User:RBSpamAnalyzerBot
Overview
This bot will post external link analysis, find probable spambot-created pages, and eventually tag them for speedy deletion. It will also generate a set of statistics that can be used by the community to determine whether some pages are being used as spam carriers.
The bot runs once per database dump. In the case of the English Wikipedia, I expect it to run once every 45-60 days.
Tasks
The bot itself is composed of a set of bash shell script files, each doing a single task:
- review.sh: The "bot" itself. The script just calls each of the following scripts in order, handling any problem they may have.
- download.sh: Checks download.wikimedia.org to find new database dumps, comparing the current ones with the last one it had processed. If new ones are found, it can generate a list of urls to download page.sql.gz and externallinks.sql.gz to be downloaded via wget.
- process.sh: Executes the queries from page.sql.gz and externallinks.sql.gz in a local database, then executes several custom-made queries to gather statistics:
SELECT COUNT(el_from) AS total, el_from, page_title
FROM externallinks, page
WHERE externallinks.el_from = page_id AND page_is_redirect = 0 AND page_namespace = 0
GROUP BY el_from
ORDER BY total DESC;- Generates a list of articles sorted by the amount of external links each has.
SELECT COUNT(el_to) AS total, SUBSTRING_INDEX(el_to, '/', 3) AS search
FROM externallinks, page
WHERE page_id = el_from AND page_namespace = 0
GROUP BY search
ORDER BY total DESC;- Generates a list of external links in descendant order.
SELECT page_id, page_title, page_namespace
FROM page
WHERE page_title LIKE '%index.php%'
OR page_title LIKE '%/wiki/%'
OR page_title LIKE '%/w/%' OR
page_title LIKE '%/';- Generates a list of pages with titles containing one of several patterns used by malfunctioning bots, like /wiki/, /w/, or ending with /.
- After executing the queries, the script processes the resulting lists to limit the lists to a determined amount, to prevent creating pages too big. If resulting listing has more than 500 items, the bot stops, as the dump result must be manually analyzed.
- upload.sh: This script executes the communication between the bot and the Wikipedia project. The script logins the bot and uploads the generated listings at a determined location. Currently, that is being done at User:ReyBrujo/Dumps. First, the script determines whether there is a current dump, and if so, archives it at User:ReyBrujo/Dumps/Archive. Then it uploads the listings and the dump page, with the format:
- User:ReyBrujo/Dumps/yyyymmdd where yyyymmdd is the database dump date (and not the processing date)
- User:ReyBrujo/Dumps/yyyymmdd/Sites linked more than xxx times where xxx is usually 500 in the case of the English Wikipedia
- User:ReyBrujo/Dumps/yyyymmdd/Sites linked between xxx and yyy times where xxx and yyy are delimiters when a single listing would have over 500 items.

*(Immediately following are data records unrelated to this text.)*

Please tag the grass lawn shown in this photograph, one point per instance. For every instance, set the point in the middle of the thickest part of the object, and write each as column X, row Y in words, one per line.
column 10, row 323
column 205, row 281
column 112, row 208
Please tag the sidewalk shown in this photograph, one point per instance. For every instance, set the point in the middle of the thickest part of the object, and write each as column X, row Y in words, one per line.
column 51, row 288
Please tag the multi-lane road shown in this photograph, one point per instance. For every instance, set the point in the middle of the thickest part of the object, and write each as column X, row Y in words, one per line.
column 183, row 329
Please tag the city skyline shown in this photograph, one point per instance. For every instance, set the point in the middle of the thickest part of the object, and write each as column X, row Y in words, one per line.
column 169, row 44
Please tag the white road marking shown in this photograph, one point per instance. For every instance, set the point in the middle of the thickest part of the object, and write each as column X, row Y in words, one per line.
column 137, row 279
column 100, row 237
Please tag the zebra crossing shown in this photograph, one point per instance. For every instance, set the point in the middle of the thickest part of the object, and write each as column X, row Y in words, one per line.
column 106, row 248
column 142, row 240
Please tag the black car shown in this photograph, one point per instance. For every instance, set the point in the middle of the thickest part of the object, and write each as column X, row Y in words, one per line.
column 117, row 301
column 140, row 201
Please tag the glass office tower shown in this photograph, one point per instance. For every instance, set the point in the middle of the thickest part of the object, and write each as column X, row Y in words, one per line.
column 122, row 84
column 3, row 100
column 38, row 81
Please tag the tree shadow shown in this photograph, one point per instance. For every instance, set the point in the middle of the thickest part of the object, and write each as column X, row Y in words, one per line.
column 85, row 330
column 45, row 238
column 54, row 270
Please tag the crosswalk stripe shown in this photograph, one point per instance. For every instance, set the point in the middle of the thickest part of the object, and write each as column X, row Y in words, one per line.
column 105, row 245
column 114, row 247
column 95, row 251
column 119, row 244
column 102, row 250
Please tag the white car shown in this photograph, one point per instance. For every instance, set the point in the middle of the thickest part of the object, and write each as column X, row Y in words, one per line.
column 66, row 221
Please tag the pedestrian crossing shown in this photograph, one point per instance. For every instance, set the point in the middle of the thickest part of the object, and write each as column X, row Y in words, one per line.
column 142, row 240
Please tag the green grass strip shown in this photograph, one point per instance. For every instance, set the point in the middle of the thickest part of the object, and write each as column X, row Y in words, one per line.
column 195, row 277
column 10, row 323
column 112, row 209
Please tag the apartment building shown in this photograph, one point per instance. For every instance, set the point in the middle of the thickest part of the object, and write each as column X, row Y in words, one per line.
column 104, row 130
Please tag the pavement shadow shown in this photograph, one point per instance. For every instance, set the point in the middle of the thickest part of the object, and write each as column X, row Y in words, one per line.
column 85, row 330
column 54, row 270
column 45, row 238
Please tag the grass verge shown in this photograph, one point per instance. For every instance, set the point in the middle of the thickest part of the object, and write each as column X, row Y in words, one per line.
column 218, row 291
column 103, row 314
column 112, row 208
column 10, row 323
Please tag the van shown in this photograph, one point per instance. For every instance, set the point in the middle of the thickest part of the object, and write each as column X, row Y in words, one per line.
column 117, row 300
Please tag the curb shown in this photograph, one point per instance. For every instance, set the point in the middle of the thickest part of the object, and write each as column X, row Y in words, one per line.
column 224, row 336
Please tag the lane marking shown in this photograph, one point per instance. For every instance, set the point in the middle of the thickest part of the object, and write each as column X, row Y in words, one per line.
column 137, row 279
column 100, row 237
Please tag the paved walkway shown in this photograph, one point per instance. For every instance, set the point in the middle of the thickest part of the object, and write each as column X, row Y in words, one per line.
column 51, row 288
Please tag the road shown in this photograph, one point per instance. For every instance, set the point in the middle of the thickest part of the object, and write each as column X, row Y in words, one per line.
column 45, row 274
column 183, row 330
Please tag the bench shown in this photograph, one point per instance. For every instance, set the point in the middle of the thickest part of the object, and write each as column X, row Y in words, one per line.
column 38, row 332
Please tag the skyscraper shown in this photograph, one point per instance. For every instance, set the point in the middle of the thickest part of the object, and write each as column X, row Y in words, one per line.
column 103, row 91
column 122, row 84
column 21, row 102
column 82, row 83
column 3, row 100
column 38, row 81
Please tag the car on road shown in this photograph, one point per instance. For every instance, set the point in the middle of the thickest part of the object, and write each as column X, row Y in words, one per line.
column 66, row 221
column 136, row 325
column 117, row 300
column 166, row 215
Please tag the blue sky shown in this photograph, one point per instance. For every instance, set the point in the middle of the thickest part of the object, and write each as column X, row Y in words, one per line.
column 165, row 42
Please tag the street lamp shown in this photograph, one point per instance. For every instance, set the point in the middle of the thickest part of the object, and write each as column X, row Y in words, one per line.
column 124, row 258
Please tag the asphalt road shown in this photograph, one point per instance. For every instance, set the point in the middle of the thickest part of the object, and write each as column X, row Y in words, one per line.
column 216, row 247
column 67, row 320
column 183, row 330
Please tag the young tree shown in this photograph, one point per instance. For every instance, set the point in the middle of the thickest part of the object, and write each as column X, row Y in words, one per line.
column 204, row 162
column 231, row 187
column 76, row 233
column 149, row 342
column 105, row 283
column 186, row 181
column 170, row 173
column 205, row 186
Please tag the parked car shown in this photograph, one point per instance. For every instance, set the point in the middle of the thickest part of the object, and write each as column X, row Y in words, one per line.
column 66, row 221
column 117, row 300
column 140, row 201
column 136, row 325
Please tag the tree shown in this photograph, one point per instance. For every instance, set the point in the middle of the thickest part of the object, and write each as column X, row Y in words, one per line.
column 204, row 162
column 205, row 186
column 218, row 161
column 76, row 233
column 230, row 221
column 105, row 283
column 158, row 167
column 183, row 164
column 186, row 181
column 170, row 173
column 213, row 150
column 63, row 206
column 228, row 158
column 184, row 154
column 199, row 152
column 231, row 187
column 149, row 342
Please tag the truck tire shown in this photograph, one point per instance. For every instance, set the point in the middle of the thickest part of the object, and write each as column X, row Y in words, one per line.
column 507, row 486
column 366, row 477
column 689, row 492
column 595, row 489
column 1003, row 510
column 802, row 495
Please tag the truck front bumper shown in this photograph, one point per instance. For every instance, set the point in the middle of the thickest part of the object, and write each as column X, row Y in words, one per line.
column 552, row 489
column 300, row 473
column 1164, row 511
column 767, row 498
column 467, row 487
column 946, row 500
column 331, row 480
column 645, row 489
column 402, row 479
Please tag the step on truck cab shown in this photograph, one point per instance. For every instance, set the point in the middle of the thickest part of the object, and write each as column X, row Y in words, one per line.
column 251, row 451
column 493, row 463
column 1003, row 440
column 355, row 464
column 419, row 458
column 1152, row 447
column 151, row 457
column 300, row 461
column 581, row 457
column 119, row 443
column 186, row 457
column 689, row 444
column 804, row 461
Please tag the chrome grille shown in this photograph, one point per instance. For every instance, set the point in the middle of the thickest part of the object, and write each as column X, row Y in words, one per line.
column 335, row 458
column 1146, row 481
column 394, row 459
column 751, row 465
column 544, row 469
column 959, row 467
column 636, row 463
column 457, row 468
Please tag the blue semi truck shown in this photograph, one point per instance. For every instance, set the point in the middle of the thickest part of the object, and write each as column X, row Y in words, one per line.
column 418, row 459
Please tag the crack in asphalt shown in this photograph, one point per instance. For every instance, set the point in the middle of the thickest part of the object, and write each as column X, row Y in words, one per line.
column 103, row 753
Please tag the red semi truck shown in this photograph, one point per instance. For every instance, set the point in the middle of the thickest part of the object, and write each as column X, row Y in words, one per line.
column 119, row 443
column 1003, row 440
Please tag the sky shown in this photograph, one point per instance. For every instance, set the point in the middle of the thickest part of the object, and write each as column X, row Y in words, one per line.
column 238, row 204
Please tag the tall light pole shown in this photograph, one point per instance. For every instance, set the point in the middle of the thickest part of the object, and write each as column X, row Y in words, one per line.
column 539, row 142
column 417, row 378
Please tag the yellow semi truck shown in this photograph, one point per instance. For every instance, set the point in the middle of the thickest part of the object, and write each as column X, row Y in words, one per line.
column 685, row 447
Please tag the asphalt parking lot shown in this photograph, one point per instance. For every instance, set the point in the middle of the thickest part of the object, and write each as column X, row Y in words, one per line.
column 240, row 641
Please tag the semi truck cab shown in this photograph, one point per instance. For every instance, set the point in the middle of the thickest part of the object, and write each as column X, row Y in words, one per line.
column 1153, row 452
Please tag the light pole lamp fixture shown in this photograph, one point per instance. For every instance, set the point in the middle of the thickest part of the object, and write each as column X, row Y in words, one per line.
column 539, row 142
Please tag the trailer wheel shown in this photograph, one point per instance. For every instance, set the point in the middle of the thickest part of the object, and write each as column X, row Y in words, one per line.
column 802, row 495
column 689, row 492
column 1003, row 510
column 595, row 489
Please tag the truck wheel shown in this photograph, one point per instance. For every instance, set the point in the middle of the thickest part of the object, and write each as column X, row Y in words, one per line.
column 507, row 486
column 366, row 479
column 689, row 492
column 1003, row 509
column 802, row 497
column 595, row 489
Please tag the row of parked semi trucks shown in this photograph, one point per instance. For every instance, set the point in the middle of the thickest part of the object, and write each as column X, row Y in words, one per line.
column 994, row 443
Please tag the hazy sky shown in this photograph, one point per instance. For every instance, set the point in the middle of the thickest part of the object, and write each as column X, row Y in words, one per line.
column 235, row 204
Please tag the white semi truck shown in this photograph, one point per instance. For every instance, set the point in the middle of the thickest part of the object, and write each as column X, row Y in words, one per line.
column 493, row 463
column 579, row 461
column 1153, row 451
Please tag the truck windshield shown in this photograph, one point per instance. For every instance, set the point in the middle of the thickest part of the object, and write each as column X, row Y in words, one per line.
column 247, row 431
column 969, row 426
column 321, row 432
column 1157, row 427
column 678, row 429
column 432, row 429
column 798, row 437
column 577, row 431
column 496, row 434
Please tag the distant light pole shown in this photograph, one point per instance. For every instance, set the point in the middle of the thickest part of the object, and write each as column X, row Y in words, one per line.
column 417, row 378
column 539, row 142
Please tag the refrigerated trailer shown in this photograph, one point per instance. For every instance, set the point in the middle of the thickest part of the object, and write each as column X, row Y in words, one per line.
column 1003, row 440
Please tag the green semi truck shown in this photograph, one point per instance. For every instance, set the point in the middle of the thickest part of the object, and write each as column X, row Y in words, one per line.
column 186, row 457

- User:ReyBrujo/Dumps/yyyymmdd/Articles with more than xxx external links where xxx is usually 1000.
- User:ReyBrujo/Dumps/yyyymmdd/Articles with between xxx and yyy external links where xxx and yyy are delimiters when a single listing would have over 500 items.
Finally, the bot will also edit a global page currently found at meta:User:ReyBrujo/Dump statistics table, updating the statistics in that page. Permission for the bot to run there will be requested after having the bot approved in the English Wikipedia.